La Garçonnière – S’y prendre comme un mensch

Hiver 1959, New-York. CC Baxter (Jack Lemmon, juste parfait) est employé dans une immense compagnie d’assurances. Célibataire, il prête régulièrement son appartement à ses supérieurs pour que ces derniers puissent y amener leurs maîtresses en toute discrétion. Ce qui lui vaut dans tout l’immeuble une réputation notable de fêtard. Baxter, qui compte tirer profit de cette situation pour monter rapidement en grade, est attiré en secret par Fran Kubelik (Shirley MacLaine, juste parfaite). L’ambition professionnelle ne passe pas inaperçue aux yeux du PDG de la compagnie, Jeff Sheldrake, qui convie Baxter dans son bureau. Lui aussi compte bénéficier de cette garçonnière…

Ne citez plus Citizen Kane. Ou Sueurs Froides. Ou n’importe lequel des films votés dans le classement des meilleurs films de tous les temps par un panel de jurés qui, visiblement, n’a pas la décence de reconnaître qu’en fait, oui, ils se trompent depuis des décennies.

Le premier trait de génie de Billy Wilder, c’est Jack Lemmon. Son acteur fétiche, immense acteur tout court, qui incarne avec finesse et élégance le rôle principal de cet employé modèle. Dans cette histoire qui mêle satire, drame et romance, C.C. Baxter est un homme simple qui n’aime pas particulièrement son travail mais qui y trouve malgré tout un quelconque essor financier. Il n’apprécie pas les manières de ses supérieurs mais il s’y plie malgré tout, par contraintes hiérarchiques. Il aimerait bien. Il aimerait mieux. Comme moi, comme vous, comme nous.

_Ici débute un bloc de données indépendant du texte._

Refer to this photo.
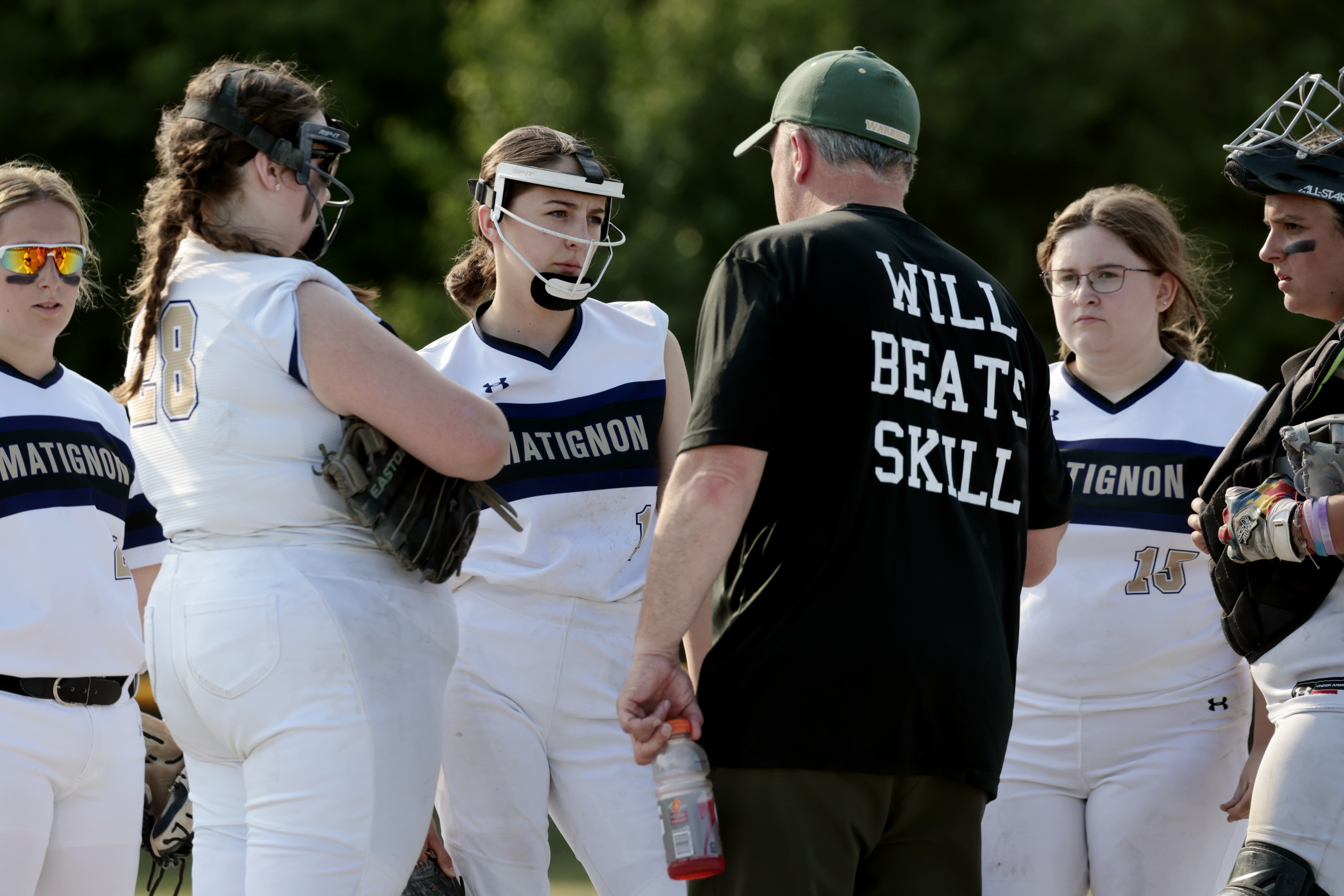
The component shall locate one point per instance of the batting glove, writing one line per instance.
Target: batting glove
(1261, 523)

Mais comme moi, comme vous, comme nous, il ne sait pas davantage faire que tous les autres innombrables quidams qui pointent tous les jours…Le soir venu, Baxter se rattrape avec un plateau-repas qu’il consomme devant la télévision avant d’aller se coucher pour recommencer une nouvelle journée de travail. Ce n’est pas un homme résigné mais c’est un ambitieux à la petite semaine. Qui, quelque part, se prostitue pour s’émanciper. Il « prête » son appartement pour que ses supérieurs puissent y convoler à leurs aises et, en échange, grimpe dans l’échelle sociale. Et cette routine quotidienne, familière, et à laquelle tout le monde peut aisément s’identifier, Billy Wilder l’orchestre avec un tempo et une mécanique savoureuse pour mieux la faire dérailler.

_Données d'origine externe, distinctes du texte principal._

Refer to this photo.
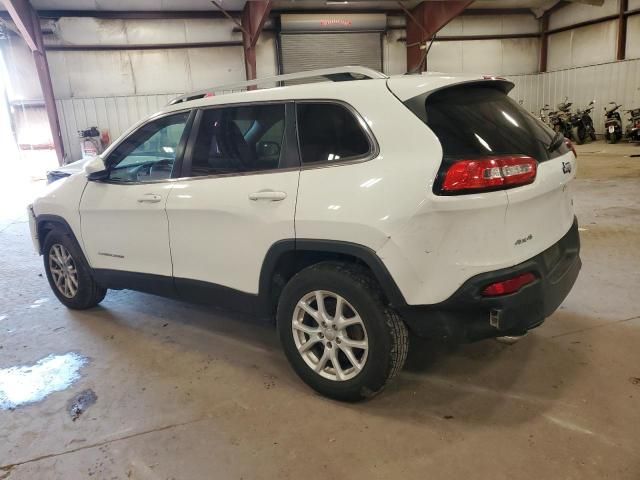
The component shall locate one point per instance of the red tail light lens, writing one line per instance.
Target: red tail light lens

« Bon, qu’est-ce qu’on mate ce soir mon p’tit Buddy Boy ? (c) United Artists

Le point déclencheur ? Une femme. Cheveux coupés courts, à la garçonne, tendre et tout sourire, Fran Kubelik doit quotidiennement subir les gestes mal placés de ses supérieurs. C’est grâce à elle que le film prend toute son humanité et son ampleur tragique.

Tour à tour enfantine, bouleversante et complice, Shirley MacLaine insuffle à son personnage une humanité désarmante qui va briser la ronde des faux-semblants et révéler les hommes; Baxter, totalement sous le charme de Miss Kubelik (comment ne pas l’être en même temps ?) en premier lieu. Leur relation est magnifique. Parce que ni surjouée, ni dramatisée à outrance, ni accentuée dans les sentiments qu’ils développent, malgré eux, entre eux, tous les deux. Pareille sérénade, au cœur de ce qui demeure proprement une symphonie de personnages à la partition exceptionnelle, devrait être étudiée dans les écoles de cinéma. En tombant amoureux, Baxter s’émancipe de ses supérieurs pour sortir d’un rang funeste et moribond. De même, Kubelik réalisera que la vie ne se résume pas seulement – même si cela reste cruellement vrai- à un monde où il y a ceux qui prennent et ceux qui sont dépossédés. On pourrait en disserter encore des heures…

Grand admirateur de Billy Wilder, Cameron Crowe cite La Garçonnière comme étant son film préféré. On comprend le réalisateur de Jerry Maguire à vouloir aborder à son tour les mêmes thématiques sans, pour autant, parvenir à retrouver une émotion similaire. Car, tout comme Baxter, Jerry Maguire aspire à être ce qui, aujourd’hui, demeure de plus en plus difficile : devenir un mensch. A savoir un homme d’honneur et intègre, un vrai être humain.